We usually use UV radiation to visualize the stained DNA in agar gels. However, long exposure to UV light is harmful, carcinogenic, and destroys vitamin A. Therefore, we replaced UV transilluminator with digital gel imaging systems to avoid close UV contact. This reduces the necessity of special safety lenses and other special equipment that were used to block the harmful effects of ultraviolet. UV is also used in laminar flow cabinets for sterilization and decontamination purposes. For safety precautions, we have limited the sterilization process to 30 minutes with no other personnel in the laboratory.

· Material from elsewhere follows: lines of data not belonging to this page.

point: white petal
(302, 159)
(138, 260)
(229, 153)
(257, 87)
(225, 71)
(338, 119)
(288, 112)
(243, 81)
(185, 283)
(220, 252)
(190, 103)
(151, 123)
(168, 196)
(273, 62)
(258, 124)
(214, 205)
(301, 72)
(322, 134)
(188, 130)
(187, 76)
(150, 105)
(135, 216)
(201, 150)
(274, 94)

Safety: Paraformaldehyde → Sodium Azide → Tetracycline, Ampicillin, Sulfonamide

At first paraformaldehyde was considered a good choice because the substance was known for its fixation properties. However, the level of toxicity led many to question our disposal system. In addition, paraformaldehyde did not fulfill our project needs. We wished to have constant fluorescent intensity with decreasing or constant cell count but the use of paraformaldehyde hindered this ability as it lacked constant fluorescent intensity.

Next we considered sodium azide. This substance is a strong respiratory toxin which inhibits the activity of cytochrome oxidase and is similar to a bacteriostatic agent. However, this chemical is also highly toxic to mammals. Therefore, we did not experiment with sodium azide.

Sodium azide led us to explore all kinds of bacteriostatic agents. Tetracycline, ampicillin, and sulfonamide are just some of the bacteriostatic agents that we researched. Tetracycline attaches to 30s ribosomal subunit and inhibits protein synthesis causing bacteria cell count to slowly decrease. Ampicillin inhibits additional formation of cell membrane and sulfonamide obstructs DNA replication, therefore in both cases cell splitting becomes impossible.

Including an "induced lethality" or "kill-switch" device

Safety is one of the most important aspects of iGEM. When biosafety is not considered properly, many life forms can be destroyed. To start, we decided to experiment with paraformaldehyde. The renowned fixation properties led us to believe that our E.coli can be considered nonliving while it continues to function. However, the results of our experiments were not favorable. In addition, the toxicity of paraformaldehyde itself raised questions. The search for other alternatives led us to bacteriostatic agents.

There are numerous varieties of bacteriostatic agents, such as glycylcycline, macrolide, oxazolidinone, and tetracycline. In the preceding experiments, tetracycline, ampicillin, and sulfonamide were researched. These substances represent different types of inhibition to stop cell replication. Tetracycline attaches to 30s ribosomal subunit and inhibits protein synthesis causing bacteria cell count to slowly decrease. Ampicillin inhibits additional formation of cell membrane and sulfonamide obstructs DNA replication. Therefore, in both cases cell splitting becomes impossible.